About

My father was an officer in the Marine Corps. My mother was a former schoolteacher from Barcelona, Spain. They met in Germany. I was born in Honolulu, Hawaii. We moved every three years or so, to various places in California, Virginia, and the Washington, D.C. area. When my father went to Vietnam for a couple of year-long tours, my mother, brother, sister, and I moved in with my grandparents in Barcelona.

I graduated from Princeton University in 1985 with a concentration in political philosophy. I was awarded the Sachs Scholarship from Princeton for study at Oxford University, where I earned a D.Phil. in philosophy in 1988. In the course of my doctoral studies, I discovered what I took to be irrefutable philosophical objections to pursuing a career in academic philosophy.

As I was not qualified for any kind of employment in particular, I became a management consultant. The work involved extensive travel, much practice in foreign languages, and considerable on-the-job training, all at the expense of large financial institutions who, for reasons that are sometimes difficult to articulate, sought my and my colleagues’ advice on matters having to do with their business strategy.

After three years of laboring to make life better for multinational banks, I decided to take a sabbatical. Over the next two years, I worked on the first draft of my first book, The Truth About Everything: An Irreverent History of Philosophy, with Illustrations. The book was my attempt to rescue philosophy from the clutches of the new scholastics of the academy. At the time, however, the publishers of the world (or at least the several hundred I contacted) were unanimous in their conviction that philosophy did not wish to be thus rescued.
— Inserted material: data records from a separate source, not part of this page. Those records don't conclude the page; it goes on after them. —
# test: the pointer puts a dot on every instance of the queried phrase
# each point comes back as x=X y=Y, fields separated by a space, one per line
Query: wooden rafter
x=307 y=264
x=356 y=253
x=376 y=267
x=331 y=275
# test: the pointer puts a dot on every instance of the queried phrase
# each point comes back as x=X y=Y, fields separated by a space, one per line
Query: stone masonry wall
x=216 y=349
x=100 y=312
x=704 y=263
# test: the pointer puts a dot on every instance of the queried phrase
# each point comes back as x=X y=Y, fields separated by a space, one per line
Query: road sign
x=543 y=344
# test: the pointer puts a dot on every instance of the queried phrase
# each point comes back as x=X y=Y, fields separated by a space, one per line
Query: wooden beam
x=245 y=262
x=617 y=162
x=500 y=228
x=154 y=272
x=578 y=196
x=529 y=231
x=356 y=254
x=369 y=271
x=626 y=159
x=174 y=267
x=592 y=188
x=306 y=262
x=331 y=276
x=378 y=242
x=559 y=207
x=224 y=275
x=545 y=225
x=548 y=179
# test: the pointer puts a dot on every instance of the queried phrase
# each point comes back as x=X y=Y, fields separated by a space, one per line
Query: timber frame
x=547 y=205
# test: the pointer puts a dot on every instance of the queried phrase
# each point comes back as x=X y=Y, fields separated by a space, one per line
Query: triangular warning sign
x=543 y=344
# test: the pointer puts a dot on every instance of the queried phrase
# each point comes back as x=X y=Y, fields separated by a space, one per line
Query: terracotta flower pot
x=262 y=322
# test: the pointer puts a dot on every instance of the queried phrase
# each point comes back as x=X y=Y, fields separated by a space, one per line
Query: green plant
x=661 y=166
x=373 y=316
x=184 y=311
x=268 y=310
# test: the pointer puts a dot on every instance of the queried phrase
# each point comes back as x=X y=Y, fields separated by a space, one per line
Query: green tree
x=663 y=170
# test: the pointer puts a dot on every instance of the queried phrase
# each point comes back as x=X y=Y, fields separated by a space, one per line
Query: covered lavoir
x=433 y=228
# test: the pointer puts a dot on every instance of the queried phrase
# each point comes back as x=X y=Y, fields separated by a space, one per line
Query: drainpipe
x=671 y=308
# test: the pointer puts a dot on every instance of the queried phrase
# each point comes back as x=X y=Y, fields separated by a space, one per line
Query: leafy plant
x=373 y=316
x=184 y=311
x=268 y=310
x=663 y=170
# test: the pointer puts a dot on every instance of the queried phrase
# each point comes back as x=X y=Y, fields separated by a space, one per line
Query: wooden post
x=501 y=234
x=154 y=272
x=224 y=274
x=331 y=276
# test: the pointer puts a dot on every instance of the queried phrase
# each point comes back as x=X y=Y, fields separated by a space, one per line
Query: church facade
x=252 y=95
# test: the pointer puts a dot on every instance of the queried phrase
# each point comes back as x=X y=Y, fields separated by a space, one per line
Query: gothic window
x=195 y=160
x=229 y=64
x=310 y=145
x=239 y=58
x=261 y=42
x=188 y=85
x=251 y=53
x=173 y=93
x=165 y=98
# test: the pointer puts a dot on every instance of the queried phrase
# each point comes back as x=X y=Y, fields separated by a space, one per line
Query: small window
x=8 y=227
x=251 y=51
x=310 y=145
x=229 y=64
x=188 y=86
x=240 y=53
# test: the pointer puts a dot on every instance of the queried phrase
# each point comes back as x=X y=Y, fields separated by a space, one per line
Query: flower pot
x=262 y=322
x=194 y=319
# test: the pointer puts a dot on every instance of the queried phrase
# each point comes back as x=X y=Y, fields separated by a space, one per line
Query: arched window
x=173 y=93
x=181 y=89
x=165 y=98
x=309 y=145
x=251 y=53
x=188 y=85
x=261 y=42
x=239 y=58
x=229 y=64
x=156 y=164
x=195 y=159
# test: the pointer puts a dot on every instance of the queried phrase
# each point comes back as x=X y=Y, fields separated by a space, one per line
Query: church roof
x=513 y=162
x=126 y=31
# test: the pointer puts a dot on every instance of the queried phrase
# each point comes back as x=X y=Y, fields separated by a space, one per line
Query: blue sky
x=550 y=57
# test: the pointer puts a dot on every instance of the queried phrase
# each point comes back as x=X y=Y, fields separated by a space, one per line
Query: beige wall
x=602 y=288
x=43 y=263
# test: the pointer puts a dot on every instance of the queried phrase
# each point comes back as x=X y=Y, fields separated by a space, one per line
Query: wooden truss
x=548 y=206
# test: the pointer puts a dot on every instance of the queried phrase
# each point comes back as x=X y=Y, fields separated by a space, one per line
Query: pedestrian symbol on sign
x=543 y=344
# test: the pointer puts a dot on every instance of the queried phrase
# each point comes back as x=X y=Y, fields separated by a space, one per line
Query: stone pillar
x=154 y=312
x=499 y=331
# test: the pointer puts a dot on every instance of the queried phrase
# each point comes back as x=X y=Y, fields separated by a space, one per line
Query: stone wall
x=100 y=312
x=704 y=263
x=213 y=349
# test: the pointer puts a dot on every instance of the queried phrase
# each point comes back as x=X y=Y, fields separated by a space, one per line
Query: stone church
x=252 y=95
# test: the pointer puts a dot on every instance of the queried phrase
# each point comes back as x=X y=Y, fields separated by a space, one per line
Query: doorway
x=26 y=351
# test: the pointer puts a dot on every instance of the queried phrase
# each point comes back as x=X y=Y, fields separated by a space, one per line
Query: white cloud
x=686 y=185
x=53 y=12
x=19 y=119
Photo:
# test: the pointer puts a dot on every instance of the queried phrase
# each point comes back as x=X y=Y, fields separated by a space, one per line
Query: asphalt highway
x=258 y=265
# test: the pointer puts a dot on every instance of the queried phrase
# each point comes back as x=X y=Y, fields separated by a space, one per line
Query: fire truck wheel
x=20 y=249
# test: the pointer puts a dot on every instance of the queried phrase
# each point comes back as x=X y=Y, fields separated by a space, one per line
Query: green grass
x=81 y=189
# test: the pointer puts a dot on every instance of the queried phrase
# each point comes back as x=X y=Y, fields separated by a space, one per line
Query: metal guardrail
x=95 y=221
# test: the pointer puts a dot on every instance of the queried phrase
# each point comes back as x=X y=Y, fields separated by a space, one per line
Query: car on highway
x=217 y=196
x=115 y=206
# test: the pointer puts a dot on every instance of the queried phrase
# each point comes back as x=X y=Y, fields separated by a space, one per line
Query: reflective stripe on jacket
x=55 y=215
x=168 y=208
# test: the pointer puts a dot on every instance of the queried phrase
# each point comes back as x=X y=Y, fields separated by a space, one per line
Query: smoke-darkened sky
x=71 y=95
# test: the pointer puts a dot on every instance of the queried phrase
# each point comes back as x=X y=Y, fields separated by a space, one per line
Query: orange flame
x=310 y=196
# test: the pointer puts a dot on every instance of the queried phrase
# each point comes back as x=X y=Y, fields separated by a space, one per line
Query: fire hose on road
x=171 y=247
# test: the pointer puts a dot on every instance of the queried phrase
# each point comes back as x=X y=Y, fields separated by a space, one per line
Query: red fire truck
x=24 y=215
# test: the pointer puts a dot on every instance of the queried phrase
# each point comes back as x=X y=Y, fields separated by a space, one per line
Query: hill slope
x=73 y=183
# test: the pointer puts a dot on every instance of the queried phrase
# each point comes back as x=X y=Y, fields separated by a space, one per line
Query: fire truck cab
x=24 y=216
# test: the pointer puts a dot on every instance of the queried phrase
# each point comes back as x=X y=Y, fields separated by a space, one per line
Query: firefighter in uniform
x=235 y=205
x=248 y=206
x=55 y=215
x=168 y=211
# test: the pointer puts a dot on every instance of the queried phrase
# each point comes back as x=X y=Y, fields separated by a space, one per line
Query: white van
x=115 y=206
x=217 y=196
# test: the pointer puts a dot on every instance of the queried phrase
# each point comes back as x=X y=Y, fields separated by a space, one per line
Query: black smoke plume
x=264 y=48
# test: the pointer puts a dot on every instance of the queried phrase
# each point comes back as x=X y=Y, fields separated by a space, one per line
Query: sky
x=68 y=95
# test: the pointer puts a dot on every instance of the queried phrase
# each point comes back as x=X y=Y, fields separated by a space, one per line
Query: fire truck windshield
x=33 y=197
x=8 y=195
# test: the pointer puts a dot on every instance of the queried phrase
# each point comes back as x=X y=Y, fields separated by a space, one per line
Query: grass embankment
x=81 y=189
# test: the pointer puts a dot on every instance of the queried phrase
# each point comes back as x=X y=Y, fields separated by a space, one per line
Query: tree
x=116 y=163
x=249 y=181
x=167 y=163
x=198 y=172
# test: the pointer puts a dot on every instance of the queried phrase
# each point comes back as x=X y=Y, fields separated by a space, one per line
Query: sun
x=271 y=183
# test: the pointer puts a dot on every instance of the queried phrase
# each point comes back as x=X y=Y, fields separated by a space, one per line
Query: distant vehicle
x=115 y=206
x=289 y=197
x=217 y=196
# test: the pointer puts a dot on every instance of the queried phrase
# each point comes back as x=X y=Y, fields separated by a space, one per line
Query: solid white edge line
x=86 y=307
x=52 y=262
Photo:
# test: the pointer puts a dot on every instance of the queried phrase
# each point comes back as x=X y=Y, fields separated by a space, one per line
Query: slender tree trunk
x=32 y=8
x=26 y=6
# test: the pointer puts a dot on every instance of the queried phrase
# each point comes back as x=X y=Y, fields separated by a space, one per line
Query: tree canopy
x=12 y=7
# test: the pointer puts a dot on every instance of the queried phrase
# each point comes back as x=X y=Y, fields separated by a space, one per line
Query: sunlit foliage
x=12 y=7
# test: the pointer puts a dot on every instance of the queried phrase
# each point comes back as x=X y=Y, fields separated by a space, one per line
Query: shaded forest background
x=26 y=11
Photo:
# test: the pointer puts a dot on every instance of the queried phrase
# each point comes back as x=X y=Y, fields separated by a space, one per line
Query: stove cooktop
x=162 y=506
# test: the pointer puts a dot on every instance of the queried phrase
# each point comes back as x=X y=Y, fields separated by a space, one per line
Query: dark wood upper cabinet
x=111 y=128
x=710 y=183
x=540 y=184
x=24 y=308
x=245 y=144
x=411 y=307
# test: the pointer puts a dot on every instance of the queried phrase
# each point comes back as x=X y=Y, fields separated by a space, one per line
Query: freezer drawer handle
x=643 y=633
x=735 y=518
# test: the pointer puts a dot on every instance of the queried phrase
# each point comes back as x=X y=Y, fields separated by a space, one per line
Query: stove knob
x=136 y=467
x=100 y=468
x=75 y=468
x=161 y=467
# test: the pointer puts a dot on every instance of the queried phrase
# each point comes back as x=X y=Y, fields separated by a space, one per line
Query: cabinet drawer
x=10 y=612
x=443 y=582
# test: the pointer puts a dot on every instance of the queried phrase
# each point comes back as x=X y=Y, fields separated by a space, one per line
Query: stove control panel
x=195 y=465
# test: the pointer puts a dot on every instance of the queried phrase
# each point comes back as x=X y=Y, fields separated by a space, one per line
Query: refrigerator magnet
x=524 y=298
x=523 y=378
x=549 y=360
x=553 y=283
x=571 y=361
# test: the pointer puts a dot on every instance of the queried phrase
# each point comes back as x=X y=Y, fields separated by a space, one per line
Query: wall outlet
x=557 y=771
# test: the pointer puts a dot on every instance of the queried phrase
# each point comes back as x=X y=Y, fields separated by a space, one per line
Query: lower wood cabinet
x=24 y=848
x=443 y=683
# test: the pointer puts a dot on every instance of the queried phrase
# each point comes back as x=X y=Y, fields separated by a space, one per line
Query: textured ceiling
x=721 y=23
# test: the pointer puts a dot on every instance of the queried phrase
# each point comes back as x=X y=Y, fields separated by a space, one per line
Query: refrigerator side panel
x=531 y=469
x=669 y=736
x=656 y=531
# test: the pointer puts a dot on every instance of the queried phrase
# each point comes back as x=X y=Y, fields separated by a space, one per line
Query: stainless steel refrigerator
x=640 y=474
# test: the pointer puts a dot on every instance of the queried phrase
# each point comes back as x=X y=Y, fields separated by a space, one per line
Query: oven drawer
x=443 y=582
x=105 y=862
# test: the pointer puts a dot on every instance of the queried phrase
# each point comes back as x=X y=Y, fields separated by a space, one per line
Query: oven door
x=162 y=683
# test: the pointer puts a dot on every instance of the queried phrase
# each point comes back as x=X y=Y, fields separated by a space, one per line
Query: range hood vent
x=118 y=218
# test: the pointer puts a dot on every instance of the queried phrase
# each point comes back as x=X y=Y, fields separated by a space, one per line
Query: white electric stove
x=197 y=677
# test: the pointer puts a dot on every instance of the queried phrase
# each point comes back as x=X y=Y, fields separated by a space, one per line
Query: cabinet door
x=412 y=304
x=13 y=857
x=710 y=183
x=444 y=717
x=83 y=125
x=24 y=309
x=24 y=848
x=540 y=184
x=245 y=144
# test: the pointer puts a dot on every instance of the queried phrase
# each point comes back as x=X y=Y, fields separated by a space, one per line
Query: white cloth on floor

With my savings exhausted, I was obliged to return to the material world. As luck would have it, I fell in with a group of fellow consultants who were in the process of spinning themselves off from an old and established firm into a new one. I joined them as a founding partner of the new firm. Over the next several years, the new firm prospered. Along the way, I made some rather alarming discoveries about the partners. After my first book at last found a publisher, I was eager to resume my vocation as writer and philosopher of the people, but extricating myself from the firm proved more complicated than anticipated. My escape was ultimately made possible by irrational exuberance in the stock market. The story, told in my book The Management Myth, ended well enough for me.

When I was eleven or twelve, my Spanish grandfather told me that the submarine was invented in Barcelona. I had my doubts: My grandfather was always something of a dreamer. In the evenings, after returning from running his small, paper-bag factory, he would lock himself in his room and write un-filmable screenplays for spaghetti westerns. He was convinced that all the good things in life could be done better in Barcelona. I was sure that the submarine, like everything else, was first made in America. I later discovered that my grandfather was mostly right. As a kind of homage to him, to Barcelona, and to utopia-minded scientists and inventors everywhere, I wrote Monturiol’s Dream: The Extraordinary Story of the Submarine Inventor Who Wanted to Save the World.

While working as a consultant in the Netherlands, I got the idea of writing a philosophical thriller centered on the secret meeting that took place between the philosophers Leibniz and Spinoza in The Hague in 1676. I was sure that my novel/ screenplay would rejuvenate the discussion of modern philosophy in a timely and accessible way. I figured I could pitch the idea to Hollywood as Umberto Eco meets Dangerous Liaisons in Copenhagen. More recently, I realized that the facts of the matter were more interesting and more illuminating than anything I could fabricate, and so I wrote The Courtier and the Heretic.

On July 4, 2014, I published Nature’s God: The Heretical Origins of the American Republic, with W.W. Norton & Co. I like to think of it as a work of patriotic duty. It is my hope that many of those who most loudly proclaim their patriotism today will find in it much with which to disagree.

I am currently at work on a sequel that celebrates the heretical origins of America’s second revolution in the war over slavery. Who knew that the radical philosophers of the German enlightenment played such a critical role in bringing about the end of slavery and the re-founding of the American republic?

While working on that project on the nineteenth-century struggle over slavery, I arrived at what I like to think is a better understanding of the role of extreme economic inequality in distorting political discourse and driving the course of history. This, combined with the daily experiences of child-rearing among America’s educational elite, prompted me to write an essay for the Atlantic on “the 9.9 percent,” or what I describe there somewhat imprecisely as the new American aristocracy. My more complete and considered take on the subject appears in book, The 9.9 Percent, published by Simon & Schuster in October 2021.